Well, I started the Z-Pak today and discovered it has a side effect of causing/increasing diarrhea which I already had.  Not fun.

I don’t know if I mentioned but I have a Disability Hearing scheduled for the 20th which is causing a bit of stress.  We are going on Friday to review the file to see what their case is.  I already have 3 doctors writing letters to help me out this time.  It’s ridiculous how so many people get away with abusing the system but those of us that have numerous problems and really need it have such a hard time continuing on Disability.

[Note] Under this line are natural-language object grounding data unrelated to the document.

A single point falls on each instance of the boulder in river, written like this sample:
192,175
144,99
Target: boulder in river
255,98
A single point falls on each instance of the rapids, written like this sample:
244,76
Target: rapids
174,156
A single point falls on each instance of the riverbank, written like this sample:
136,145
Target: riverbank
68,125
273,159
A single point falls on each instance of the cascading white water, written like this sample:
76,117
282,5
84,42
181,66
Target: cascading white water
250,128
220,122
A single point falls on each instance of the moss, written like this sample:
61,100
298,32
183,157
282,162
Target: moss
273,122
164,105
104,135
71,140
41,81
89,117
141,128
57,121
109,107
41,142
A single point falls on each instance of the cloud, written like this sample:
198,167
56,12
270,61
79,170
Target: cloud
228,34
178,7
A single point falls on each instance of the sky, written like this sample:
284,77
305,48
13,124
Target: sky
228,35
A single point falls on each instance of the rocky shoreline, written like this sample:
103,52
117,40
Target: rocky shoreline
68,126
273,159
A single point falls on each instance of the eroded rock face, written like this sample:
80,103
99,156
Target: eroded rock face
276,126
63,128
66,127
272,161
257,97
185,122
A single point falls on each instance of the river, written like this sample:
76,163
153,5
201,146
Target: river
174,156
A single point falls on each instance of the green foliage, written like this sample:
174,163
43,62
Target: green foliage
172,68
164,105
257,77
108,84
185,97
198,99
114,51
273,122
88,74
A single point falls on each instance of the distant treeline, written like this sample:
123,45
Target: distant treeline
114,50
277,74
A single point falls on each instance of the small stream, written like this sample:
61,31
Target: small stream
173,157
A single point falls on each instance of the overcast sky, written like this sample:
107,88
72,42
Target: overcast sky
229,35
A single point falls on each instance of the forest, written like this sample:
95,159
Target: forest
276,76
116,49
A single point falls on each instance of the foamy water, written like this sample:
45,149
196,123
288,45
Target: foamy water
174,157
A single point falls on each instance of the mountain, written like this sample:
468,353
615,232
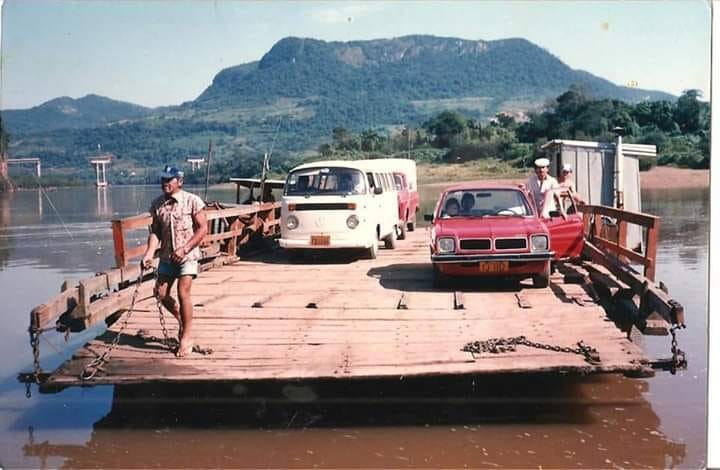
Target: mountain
68,113
406,69
301,89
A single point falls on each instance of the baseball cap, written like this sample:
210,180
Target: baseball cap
542,162
170,172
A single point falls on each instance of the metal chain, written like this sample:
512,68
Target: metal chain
37,370
679,361
501,345
96,364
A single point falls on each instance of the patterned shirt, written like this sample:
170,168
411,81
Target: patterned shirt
538,190
172,223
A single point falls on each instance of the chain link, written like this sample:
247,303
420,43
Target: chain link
502,345
679,361
92,368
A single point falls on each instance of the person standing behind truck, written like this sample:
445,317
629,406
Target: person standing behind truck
541,187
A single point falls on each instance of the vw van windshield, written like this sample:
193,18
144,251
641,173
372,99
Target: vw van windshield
325,181
484,202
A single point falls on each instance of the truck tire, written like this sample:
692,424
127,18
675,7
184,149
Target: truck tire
542,280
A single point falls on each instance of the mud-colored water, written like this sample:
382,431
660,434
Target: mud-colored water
598,421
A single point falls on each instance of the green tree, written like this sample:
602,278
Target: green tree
445,126
691,114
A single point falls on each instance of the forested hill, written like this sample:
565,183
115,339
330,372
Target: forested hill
69,113
299,92
407,70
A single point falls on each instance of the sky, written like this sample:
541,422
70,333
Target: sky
156,53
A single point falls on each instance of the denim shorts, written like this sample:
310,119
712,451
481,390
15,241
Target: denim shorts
173,270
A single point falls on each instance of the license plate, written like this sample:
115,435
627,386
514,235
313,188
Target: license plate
493,266
320,240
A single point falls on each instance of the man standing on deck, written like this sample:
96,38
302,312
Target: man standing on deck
541,187
178,226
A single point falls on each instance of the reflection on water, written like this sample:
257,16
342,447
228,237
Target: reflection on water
529,422
511,422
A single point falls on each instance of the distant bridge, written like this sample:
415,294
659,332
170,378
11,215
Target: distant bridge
20,161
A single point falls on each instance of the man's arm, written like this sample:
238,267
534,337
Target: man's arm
153,243
199,232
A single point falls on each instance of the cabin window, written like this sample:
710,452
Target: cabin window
399,183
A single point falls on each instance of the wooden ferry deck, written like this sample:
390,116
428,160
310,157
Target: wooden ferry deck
271,318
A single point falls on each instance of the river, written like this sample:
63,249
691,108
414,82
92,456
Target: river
598,421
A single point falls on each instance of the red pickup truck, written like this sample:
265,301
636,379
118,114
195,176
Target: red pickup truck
408,201
483,229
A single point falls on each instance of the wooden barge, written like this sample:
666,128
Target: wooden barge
267,317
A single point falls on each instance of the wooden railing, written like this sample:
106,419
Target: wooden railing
613,238
228,229
606,244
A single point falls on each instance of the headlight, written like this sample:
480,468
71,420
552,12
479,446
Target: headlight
352,221
446,245
291,222
539,243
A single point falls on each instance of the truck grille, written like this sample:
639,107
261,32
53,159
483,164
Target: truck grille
510,243
323,206
475,244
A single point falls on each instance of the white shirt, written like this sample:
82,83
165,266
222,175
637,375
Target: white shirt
538,190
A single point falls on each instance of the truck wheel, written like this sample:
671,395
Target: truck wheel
542,280
390,239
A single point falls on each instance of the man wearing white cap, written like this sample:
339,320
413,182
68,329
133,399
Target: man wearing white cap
178,226
540,186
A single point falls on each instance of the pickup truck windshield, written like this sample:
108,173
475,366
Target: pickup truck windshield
485,202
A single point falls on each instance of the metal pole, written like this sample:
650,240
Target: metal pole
207,169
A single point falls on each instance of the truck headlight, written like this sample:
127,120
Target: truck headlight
539,243
291,222
446,245
352,221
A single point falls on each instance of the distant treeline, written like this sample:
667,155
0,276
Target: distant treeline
679,130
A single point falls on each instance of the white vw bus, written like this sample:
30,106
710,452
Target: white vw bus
341,204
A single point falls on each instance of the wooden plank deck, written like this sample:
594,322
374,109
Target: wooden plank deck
269,318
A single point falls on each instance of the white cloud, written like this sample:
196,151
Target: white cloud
346,13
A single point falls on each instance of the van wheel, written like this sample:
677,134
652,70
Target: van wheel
391,239
542,280
401,231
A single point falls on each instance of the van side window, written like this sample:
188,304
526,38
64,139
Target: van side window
399,186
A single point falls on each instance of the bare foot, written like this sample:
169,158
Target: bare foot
185,348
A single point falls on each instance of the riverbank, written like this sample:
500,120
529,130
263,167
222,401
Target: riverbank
656,178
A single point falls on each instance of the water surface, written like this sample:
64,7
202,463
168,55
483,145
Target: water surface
598,421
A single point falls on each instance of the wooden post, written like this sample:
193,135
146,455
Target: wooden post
119,243
586,224
651,249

I woke up with tears running down my face from a horrible nightmare.  I dreamed my husband gave or talked me into giving my cat away.  We were at some conference thing and originally we gave her to the leader (whom I think was my Therapist) who in turn gave her to some rude, Arab guy.  I kept saying, “I want my cat back.”  My husband asked if he would change his mind and he said “No.”  Then on the last day, the leader made some sort of speech about how we had all learned to get along with one another but the Arab guy felt like he was being harassed so she was letting him leave early and I started freaking out and screaming not to let him take my cat.  My cat’s name is Firepie. But, he yelled at me and said, “She’s my cat now and her name is PieHole.” – – Needless to say, I was so thankful to wake up and have her cuddled in her usual place next to me.

I think a lot of this dream has to do with the fact that I gave some stuff to a family who lost their house and cat and guinea-pig in a fire, plus, I’ve been keeping up with the news and all the shooting and killing in other countries.  After I’d heard about the fire, I made my husband check the Smoke Detectors.  I’ve just been a bit paranoid since then.